Die Fans sind aus dem Häuschen, der Klubchef schwärmt von einem "fortwährenden Traum" - der SSC Neapel ist wieder erstklassig.

Vincenzo Delle Donne[Mailand]
Neapel
Ausgelassen: Die Fans feiern den Aufstieg des SSC Neapel.Foto: AFP

Neapels Via Caracciolo, die architektonisch prachtvolle Küstenstraße am Castel dell’Ovo, war in ein einziges azurblaues Fahnenmeer getaucht. Wie vor 20 Jahren, als der SCC Neapel mit Diego Armando Maradona den ersten Meistertitel der Vereinsgeschichte gewann und die Stadt in den Ausnahmezustand versetzte. Nach sechs Jahren hat der Klub den Aufstieg geschafft, nachdem er sich zwischenzeitlich schon in der Drittklassigkeit hatte abstrampeln müssen. Mit einem 0:0 beim Konkurrenten FC Genua sicherte sich der SSC Neapel in der Zweiten Liga den zweiten Tabellenplatz hinter Juventus Turin und steigt, zusammen mit Genua, in die Serie A auf.

„Napoli ist bescheiden, Napoli siegt und ist ein fortwährender Traum“, kommentierte überraschend verhalten Klubpräsident Aurelio de Laurentis den Wiederaufstieg. Im Hauptberuf ist de Laurentis Filmproduzent. Es sei, als habe man ihm ein Jahr geschenkt, sagte der 58-Jährige dennoch voller Dankbarkeit. Denn der Aufstieg schien in dieser Saison mit Rivalen wie Juventus Turin höchst schwierig. „Wir haben keine Brot-und- Spiele-Philosophie gehabt, sondern Planung“, sagt de Laurentis.
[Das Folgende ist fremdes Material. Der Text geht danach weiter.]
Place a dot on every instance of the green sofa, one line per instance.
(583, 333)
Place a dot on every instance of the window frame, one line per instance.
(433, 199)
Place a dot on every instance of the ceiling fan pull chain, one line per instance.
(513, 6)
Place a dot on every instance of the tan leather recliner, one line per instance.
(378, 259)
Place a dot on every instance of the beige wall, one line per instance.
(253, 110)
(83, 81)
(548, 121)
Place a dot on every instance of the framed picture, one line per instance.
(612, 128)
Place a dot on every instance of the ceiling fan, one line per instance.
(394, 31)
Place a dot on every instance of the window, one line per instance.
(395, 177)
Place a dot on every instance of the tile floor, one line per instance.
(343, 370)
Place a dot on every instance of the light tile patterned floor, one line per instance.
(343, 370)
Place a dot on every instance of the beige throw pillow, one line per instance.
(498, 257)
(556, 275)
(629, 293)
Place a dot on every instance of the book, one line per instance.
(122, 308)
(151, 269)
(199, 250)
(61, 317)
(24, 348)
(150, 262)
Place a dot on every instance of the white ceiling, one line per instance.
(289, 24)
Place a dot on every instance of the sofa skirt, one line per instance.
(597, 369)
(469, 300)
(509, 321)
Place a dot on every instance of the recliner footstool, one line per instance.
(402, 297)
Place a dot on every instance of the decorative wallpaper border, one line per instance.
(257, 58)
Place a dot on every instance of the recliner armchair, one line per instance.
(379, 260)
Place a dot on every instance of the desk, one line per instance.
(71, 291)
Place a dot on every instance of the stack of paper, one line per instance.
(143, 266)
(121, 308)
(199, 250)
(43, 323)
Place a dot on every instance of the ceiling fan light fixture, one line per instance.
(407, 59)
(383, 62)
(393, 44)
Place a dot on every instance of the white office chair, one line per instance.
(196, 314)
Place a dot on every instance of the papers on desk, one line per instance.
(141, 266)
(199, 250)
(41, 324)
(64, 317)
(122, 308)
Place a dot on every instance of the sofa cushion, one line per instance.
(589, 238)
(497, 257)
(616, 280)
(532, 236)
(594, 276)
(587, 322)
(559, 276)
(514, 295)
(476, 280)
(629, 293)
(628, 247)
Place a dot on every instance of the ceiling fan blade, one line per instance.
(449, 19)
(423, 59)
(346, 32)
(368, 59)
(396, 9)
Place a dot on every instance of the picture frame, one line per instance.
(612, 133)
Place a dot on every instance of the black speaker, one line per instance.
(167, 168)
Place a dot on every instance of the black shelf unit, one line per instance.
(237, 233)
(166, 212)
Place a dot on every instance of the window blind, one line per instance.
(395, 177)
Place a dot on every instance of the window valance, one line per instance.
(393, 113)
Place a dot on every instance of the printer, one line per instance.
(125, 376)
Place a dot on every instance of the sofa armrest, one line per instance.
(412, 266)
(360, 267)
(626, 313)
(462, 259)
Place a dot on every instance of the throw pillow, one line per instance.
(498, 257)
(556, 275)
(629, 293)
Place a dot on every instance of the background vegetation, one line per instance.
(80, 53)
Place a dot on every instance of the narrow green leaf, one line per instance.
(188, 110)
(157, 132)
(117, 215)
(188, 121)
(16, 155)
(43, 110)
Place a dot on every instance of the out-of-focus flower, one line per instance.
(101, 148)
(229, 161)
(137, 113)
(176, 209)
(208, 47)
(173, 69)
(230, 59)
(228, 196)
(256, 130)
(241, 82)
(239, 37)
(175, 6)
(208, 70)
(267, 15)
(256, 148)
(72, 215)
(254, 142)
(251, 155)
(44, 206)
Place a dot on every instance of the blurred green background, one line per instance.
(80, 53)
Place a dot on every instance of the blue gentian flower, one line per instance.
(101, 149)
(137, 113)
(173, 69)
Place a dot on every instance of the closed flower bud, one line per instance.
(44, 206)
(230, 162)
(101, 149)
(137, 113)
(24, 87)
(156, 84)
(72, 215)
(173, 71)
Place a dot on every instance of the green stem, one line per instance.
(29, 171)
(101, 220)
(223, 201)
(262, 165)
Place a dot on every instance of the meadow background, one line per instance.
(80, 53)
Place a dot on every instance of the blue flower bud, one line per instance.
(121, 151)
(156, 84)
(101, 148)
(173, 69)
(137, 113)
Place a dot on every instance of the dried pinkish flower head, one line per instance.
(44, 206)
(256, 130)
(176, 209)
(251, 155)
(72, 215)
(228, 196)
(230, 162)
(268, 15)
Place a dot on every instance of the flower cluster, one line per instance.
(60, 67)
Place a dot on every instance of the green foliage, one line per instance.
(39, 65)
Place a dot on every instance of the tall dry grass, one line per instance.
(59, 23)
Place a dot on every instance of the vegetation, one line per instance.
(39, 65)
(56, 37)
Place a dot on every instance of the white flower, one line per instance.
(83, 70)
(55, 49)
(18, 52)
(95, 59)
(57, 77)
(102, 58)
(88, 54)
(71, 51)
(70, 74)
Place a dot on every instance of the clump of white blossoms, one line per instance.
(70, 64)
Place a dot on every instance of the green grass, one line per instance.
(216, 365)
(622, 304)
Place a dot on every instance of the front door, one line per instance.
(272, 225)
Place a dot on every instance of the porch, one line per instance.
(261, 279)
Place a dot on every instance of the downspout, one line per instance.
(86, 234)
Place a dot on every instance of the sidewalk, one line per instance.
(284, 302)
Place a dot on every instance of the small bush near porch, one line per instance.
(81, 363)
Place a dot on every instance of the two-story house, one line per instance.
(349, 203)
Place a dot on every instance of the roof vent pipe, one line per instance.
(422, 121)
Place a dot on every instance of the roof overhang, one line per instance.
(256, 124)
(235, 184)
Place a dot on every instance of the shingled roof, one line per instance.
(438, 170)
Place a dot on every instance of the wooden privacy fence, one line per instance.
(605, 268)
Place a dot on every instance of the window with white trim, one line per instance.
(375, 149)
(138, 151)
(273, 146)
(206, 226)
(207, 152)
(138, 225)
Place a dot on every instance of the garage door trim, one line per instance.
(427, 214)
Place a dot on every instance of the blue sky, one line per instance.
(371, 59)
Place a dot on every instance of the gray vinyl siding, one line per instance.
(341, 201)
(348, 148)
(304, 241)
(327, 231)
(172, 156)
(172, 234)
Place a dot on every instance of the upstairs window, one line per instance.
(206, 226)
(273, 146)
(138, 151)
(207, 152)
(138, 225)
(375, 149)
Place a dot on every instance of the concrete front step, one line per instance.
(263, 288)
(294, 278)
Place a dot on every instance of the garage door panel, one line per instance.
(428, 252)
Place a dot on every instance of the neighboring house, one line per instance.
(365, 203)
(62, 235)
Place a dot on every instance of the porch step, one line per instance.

Der Klubpräsident dämpft nun den Optimismus der Tifosi. Derzeit träumt er zwar davon, Weltmeister Fabio Cannavaro zu holen. Doch die finanziellen Mittel sind begrenzt und dürften kaum ausreichen, um den neapolitanischen Abwehrstrategen von Real Madrid abzuwerben. Ein bisschen ist der SSC Neapel wie die Neapolitaner: stets am Rande des Abgrunds, dem man aber immer wieder entkommt. De Laurentis kaufte 2002 den maroden Fußballklub seiner Heimatstadt auf. Der Zeitpunkt war günstig. Sportlich und wirtschaftlich war der SSC Neapel gerade abgewickelt worden. Nach 78 Jahren Vereinsgeschichte reichte das verbliebene Geld nicht einmal mehr für eine Lizenz in der Zweiten Liga. Die Reste der Konkursmasse sicherte sich de Laurentiis für 29 Millionen Euro und musste in der dritten Profiliga anfangen.

Eigentlich war der SSC Neapel schon zu Beginn der Achtzigerjahre pleite. Doch da hatte der damalige Präsident Corrado Ferlaino eine verrückte Idee: Der umtriebige Baulöwe buhlte um die Dienste des argentinischen Superstars Maradona, der beim FC Barcelona spielte. Ferlaino machte dem Argentinier eine märchenhafte Wechselofferte. Kleiner Schönheitsfehler: Ferlaino verfügte weder über das entsprechende Geld, noch konnte er eine Spitzenmannschaft vorweisen. Den 21 Millionen teuren Transfer finanzierte Ferlaino auf Pump. Er erbettelte das Geld bei diversen Banken. Maradona entpuppte sich als Dukatenesel, der Millionen in die marode Vereinskasse brachte. Der Konkurs war dank Maradona vorerst abgewendet. Zwischen 1987 und 1992 gab es viele sportliche Erfolge zu bejubeln. Es war die Glanzzeit des SSC Neapel und die Maradonas. 1989 gewann Neapel den Uefa-Cup.

Neapels langsamer Abstieg begann, als im März 1991 Maradonas Kokainsucht aufflog. Der Superstar wurde gesperrt und kehrte später Neapel den Rücken. Die alten Finanzsorgen kehrten zurück. 2002 sah Ferlaino keinen anderen Ausweg, als den bankrotten Klub zu veräußern. Ein wüstes Gezeter um die Überreste des SSC Neapel begann. Nicht nur örtliche Politgrößen redeten ein Wörtchen mit, sondern auch die Camorra.

Die Philosophie des jetzigen Präsidenten ist eine andere. „Wir wollen keine Diven verpflichten, sondern eine Mannschaft, die wie ein Orchester funktioniert“, sagt de Laurentis. Apropos Diva: Die Tifosi verlangen jetzt, dass Sophia Loren ihr Versprechen einlöst. Die neapolitanische Schauspiellegende versprach, in aller Öffentlichkeit zu strippen – für den Fall des Wiederaufstiegs.